# Moving from Leyte to Cebu



## Dr Doc (Aug 6, 2017)

Greetings Expats,

I am moving a fully furnished 2-bedroom apartment from Leyte to Cebu and was hopeful someone on this forum knew of a person or company with a 14 foot or larger box-truck and driver I could hire for this move.

I have searched online for over a week with no success and thought perhaps someone here had used a company before and had their contact information.

I appreciate any help you may offer. 

All the best,

Dr Doc


----------



## M.C.A. (Feb 24, 2013)

I found a couple of spots in Leyte online here's the links, but have you tried asking your Barangay office? Or possibly some sort of shipping company near your largest city. Another way is to have someone ask one of those large trucks if they can move you or know of another company.

Moving Company in Tacloban City, Philippines

https://yellowpages.cybo.com/PH/tanauan-leyte/moving-companies/?p=2


----------



## Dr Doc (Aug 6, 2017)

I've tried online ads... but with no success. 
However, these are all new leads... perhaps one of these will work out. 
Thanks so much for you help!


----------



## Dr Doc (Aug 6, 2017)

i have asked around locally with business people and at the municipal hall about shipping companies or someone with a truck... but with no leads so far... but i did not think of the barangay office... i will try that... thanks!


----------



## Dr Doc (Aug 6, 2017)

im thinking now that the best way to do this move is to hire a moving company in cebu city to ferry an empty truck to leyte... load the truck and return to cebu city with the payload... because the good folks here in the province look at me with blank looks when i ask about a moving truck or box truck to rent... because for most... moving is something they have never thought much about.


----------



## M.C.A. (Feb 24, 2013)

*Finders Fee*



Dr Doc said:


> im thinking now that the best way to do this move is to hire a moving company in cebu city to ferry an empty truck to leyte... load the truck and return to cebu city with the payload... because the good folks here in the province look at me with blank looks when i ask about a moving truck or box truck to rent... because for most... moving is something they have never thought much about.

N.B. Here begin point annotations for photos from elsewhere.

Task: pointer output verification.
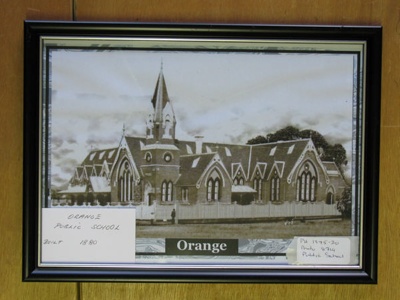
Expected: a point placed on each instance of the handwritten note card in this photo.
(323, 250)
(88, 235)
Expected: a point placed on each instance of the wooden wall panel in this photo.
(346, 12)
(12, 15)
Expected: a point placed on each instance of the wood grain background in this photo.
(338, 12)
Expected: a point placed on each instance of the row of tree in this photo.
(328, 152)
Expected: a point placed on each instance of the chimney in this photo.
(199, 143)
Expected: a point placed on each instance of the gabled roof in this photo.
(96, 157)
(100, 184)
(331, 168)
(192, 167)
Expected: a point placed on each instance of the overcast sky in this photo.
(225, 97)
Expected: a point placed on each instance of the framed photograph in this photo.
(201, 152)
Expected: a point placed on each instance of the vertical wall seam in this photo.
(74, 2)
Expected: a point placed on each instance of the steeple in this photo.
(161, 124)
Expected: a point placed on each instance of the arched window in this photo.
(238, 180)
(166, 191)
(213, 189)
(125, 183)
(306, 183)
(257, 184)
(275, 187)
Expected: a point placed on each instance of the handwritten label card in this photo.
(88, 235)
(323, 250)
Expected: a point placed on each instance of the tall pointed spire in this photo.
(163, 118)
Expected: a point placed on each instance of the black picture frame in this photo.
(40, 36)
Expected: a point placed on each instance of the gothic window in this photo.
(306, 184)
(213, 189)
(275, 187)
(125, 183)
(166, 191)
(238, 180)
(257, 184)
(185, 194)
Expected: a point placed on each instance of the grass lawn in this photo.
(265, 230)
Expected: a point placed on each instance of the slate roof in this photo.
(283, 155)
(192, 167)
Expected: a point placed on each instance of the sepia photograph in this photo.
(187, 153)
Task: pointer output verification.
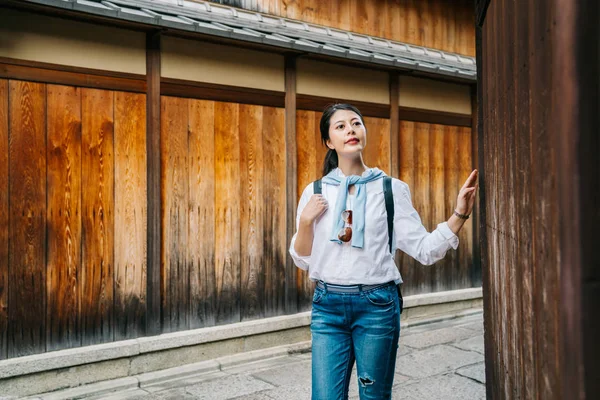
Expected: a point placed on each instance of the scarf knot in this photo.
(358, 212)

Another way to get information is to offer a finders fee (job) to anyone that can find you a moving company or someone who can move all your things one time, I'd make it a 1000 pesos because if you think about the costs to bring a truck from Cebu to Leyte would be much more, let them do the leg work. :fingerscrossed:


----------



## Dr Doc (Aug 6, 2017)

thanks for your suggestion! the ultimate is to find the exact truck i need that is already going to cebu city and pay one-way... for this move that would be a grand-slam in the bottom on the ninth for sure.


----------